Generally, we praised Bijoux as much as possible (when she deserved it, of course!), and when she misbehaved, we disciplined her but were quick to forgive her Little Cute Self. (I was definitely quicker than Jim, though; I’m the Softy) Once we came out of the “New Puppy Fog”, we achieved great balance, but only after we started choosing our battles.

Cute? When Bijoux would actually make it from one trip outside to the next, without soiling the floor. Not Cute? Well, you guessed it. As with all puppies, we had good days and bad days in the housebreaking department. Cute? When we hung a ribbon filled with jingle bells from the handle on the sliding glass door in back as well as on the front entrance to our home, and taught Bijoux to ring them with her nose when she had to do her business. It took time; each time we took her outside we’d say, “Do you want to go outside?” and then gently hit her nose against the bells. It was a relatively easy lesson for her to learn, and it was a charming trick to show visitors. Battle won.

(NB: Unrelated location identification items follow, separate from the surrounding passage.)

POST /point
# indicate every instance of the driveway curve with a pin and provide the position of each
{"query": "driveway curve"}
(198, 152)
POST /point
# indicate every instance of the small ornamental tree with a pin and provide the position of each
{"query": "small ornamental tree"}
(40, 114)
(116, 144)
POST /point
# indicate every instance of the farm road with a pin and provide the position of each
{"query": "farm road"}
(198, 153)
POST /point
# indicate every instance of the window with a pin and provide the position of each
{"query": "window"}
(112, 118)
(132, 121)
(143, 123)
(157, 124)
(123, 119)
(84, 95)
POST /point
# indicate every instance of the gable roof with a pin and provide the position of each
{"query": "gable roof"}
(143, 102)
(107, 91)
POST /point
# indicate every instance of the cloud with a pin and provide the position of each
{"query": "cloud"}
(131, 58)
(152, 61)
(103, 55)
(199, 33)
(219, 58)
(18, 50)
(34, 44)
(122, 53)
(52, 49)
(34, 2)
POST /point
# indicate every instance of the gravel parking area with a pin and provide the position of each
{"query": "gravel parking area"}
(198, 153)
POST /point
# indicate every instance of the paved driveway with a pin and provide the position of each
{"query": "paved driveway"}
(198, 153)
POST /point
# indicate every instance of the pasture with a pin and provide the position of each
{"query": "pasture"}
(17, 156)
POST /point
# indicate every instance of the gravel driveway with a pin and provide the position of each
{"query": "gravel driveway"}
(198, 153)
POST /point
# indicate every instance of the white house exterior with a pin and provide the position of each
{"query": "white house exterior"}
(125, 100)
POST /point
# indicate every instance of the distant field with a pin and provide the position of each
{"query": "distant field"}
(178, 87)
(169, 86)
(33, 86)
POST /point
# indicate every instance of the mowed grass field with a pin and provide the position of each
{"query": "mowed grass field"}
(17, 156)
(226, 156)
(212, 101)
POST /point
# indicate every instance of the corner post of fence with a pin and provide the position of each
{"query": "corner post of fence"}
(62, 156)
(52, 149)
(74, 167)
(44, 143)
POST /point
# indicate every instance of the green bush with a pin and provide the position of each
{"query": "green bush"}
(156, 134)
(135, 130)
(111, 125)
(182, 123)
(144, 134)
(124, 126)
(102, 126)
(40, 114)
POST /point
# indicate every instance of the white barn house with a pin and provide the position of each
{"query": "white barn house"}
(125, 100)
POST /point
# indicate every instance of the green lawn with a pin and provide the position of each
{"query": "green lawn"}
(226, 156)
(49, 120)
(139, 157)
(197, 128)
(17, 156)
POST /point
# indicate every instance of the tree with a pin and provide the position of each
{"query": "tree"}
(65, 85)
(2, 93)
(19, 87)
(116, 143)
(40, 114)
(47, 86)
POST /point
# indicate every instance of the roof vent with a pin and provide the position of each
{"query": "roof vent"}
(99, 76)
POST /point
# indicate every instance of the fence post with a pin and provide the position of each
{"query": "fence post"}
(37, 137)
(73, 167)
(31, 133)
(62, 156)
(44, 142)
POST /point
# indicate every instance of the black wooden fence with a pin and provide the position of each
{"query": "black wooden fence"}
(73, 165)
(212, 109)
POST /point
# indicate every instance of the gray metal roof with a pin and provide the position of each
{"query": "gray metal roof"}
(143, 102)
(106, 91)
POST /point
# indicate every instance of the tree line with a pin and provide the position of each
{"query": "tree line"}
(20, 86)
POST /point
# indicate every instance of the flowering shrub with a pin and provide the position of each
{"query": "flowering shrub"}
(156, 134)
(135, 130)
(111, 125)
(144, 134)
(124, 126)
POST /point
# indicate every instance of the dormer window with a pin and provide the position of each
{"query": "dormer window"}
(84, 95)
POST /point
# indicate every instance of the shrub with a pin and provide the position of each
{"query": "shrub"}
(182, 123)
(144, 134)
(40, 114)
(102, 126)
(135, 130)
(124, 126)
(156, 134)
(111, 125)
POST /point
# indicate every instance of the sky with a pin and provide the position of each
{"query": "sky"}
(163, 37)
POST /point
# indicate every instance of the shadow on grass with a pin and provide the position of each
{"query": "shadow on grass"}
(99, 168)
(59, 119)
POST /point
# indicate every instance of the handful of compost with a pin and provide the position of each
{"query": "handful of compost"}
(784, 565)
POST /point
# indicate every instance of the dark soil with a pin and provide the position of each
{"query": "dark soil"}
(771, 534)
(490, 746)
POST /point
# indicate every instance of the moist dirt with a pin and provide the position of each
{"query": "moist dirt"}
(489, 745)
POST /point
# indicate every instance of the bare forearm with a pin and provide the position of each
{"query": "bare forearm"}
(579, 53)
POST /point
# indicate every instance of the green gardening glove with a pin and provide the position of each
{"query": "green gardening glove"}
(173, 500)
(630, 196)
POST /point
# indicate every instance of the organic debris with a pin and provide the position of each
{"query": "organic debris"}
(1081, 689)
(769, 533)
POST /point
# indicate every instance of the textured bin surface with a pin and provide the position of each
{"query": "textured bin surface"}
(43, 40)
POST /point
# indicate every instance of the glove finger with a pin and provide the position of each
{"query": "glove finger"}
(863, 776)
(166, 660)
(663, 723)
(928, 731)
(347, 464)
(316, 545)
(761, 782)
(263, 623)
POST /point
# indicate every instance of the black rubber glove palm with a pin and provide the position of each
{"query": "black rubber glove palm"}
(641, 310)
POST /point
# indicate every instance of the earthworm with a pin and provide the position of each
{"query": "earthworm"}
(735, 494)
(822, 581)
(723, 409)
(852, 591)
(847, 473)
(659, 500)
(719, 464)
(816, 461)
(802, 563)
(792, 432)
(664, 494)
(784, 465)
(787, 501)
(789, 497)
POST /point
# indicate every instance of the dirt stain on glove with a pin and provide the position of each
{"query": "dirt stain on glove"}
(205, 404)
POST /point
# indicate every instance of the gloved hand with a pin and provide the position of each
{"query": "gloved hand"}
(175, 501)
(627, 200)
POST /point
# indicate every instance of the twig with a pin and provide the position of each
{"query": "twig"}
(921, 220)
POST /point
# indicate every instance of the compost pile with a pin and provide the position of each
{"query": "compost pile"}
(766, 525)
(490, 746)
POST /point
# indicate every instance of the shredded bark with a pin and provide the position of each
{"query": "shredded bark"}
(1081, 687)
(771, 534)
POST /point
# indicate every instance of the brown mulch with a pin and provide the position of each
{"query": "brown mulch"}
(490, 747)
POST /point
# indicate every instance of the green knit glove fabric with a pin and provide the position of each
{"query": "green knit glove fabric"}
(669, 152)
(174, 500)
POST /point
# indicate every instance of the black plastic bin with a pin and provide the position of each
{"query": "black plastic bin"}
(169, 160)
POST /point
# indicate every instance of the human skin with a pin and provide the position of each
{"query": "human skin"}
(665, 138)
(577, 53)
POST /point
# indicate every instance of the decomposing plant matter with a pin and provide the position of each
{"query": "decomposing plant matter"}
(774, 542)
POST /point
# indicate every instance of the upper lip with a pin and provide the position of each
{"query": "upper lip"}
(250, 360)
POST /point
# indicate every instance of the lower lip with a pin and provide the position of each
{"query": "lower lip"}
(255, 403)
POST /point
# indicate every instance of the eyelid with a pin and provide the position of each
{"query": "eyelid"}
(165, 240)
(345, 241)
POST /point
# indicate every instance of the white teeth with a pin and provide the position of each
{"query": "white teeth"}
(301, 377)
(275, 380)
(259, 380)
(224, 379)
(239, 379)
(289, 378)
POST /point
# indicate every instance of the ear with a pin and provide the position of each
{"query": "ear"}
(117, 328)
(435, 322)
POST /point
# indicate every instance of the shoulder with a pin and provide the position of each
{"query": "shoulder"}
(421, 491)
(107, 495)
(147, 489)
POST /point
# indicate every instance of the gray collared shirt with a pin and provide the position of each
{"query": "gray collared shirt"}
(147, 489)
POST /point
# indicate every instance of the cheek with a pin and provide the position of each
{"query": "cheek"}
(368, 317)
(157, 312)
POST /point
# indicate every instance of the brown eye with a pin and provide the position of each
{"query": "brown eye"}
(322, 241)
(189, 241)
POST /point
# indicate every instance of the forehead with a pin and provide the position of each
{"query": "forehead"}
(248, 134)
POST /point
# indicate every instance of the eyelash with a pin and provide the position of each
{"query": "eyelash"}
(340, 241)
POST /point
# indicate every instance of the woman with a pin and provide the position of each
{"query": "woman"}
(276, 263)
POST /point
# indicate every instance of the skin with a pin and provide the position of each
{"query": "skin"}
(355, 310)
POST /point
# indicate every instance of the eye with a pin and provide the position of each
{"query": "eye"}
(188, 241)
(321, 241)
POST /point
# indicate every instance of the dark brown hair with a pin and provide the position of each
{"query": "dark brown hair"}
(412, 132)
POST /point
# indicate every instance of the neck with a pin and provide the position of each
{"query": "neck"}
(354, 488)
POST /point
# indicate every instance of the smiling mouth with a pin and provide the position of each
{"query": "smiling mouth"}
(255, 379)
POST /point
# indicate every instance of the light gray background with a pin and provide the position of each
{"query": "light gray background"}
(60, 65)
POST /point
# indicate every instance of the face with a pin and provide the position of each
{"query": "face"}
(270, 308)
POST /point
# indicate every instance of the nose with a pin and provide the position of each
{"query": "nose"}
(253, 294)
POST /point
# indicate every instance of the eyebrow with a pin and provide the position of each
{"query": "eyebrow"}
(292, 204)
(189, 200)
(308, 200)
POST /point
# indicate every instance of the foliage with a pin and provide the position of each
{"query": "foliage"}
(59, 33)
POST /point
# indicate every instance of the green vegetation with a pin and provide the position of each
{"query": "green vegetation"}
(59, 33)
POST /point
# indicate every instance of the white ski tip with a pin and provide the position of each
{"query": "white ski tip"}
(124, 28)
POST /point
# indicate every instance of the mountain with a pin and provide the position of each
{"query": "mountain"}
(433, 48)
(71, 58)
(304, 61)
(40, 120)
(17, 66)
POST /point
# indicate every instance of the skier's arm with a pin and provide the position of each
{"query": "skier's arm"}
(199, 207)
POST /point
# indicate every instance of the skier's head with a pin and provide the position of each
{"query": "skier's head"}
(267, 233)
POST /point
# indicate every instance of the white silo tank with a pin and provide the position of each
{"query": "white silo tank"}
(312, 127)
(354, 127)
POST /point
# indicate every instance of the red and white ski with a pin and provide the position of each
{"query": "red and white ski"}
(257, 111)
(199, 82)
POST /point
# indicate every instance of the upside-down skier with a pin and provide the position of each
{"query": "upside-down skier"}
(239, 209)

Cute? When Bijoux would run outside in the yard, suddenly put her nose to the ground, and roll on her back, rubbing her body into the grass beneath her. Not Cute: when Bijoux would come to the door and smell like who-knows-what because of some kind of stinky bug (or something!) she had been rolling in.

Cute? When I would then give her a bath and then sprayed her with one of my sweet-smelling Bath and Body Works products as she sneezed and stared at me sheepishly, seeming to feel remorse for her actions. Not Cute: when, thirty minutes later, she would beg to go outside again, acting like she had to urinate, and then perform the same rolling act in a different, yet just as stinky, area of grass. One summer I was bathing her three or four times in a day because I couldn’t stand her smell. Leaving her outside for the day was out of the question; it was too hot. Battle lost. I gave up; how do you keep an Animal (In Bijoux’s defense, I often told Jim “Don’t forget, she is an Animal,” and ten minutes later I was claiming to have had a meaningful, non-verbal exchange with my Girl. I truly felt like we understood each other.) from doing what comes naturally? In some cases, it’s not worth trying. I kept the Dog Shampoo industry in business for years.

Cute? Bijoux’s ability to catch things, like tennis balls and, in winter, snowballs. Not Cute? A dog that constantly begs for you to toss food at her. Cute? Her Puppy Dog Eyes, upon smelling and hearing that you’re microwaving popcorn for dessert. Cuter? Her ability to leap up and catch said popcorn. Battle lost. Or won? It depends on who you ask. There were challenges everyday, and making the decision about which issues could slide and which weren’t to be negotiated was only one of the many joys of having a dog in the house.